Un besoin certain d’aventures, de piments, de grands voyages et de rencontres se fait ressentir. Bien sûr, nous faisons quelques escapades mémorables qui nous apportent de belles réjouissances, comme la descente du canal du midi en bateau. Nous ne savions même pas passer une écluse. Ce bateau qui ne passait pas sous ce foutu pont qui était visiblement trop petit, alors que notre bateau lui était visiblement trop gros. Vraiment, une très grande rigolade. On aurait dit la caméra cachée.

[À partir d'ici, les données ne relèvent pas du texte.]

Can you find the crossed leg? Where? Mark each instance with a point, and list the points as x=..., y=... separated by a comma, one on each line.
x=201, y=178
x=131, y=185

Nouveaux projets en famille

Nous lançons notre projet, voyager en famille. Et pourquoi pas partager nos émotions et nos coups de cœur à ceux qui veulent les lires. L’idée du blog était née. Nous ferons donc partager nos préparatifs, nos joies, nos galères et nos aventures sur cet espace. C’est l’occasion pour moi d’allier plusieurs de mes centres d’intérêt. Le voyage bien sûr, la découverte et aussi les plats typiques car je suis une épicurienne invétérée. J’aime partager mon expérience et je vais essayer de te montrer qu’il est possible de voyager en famille à petits budgets. Qu’il existe des milliers d’endroits souvent plus sympas que les zones ultra touristiques. L’avant-voyage est pour moi déjà, un voyage en soi.

En espérant que tu suivras nos aventures.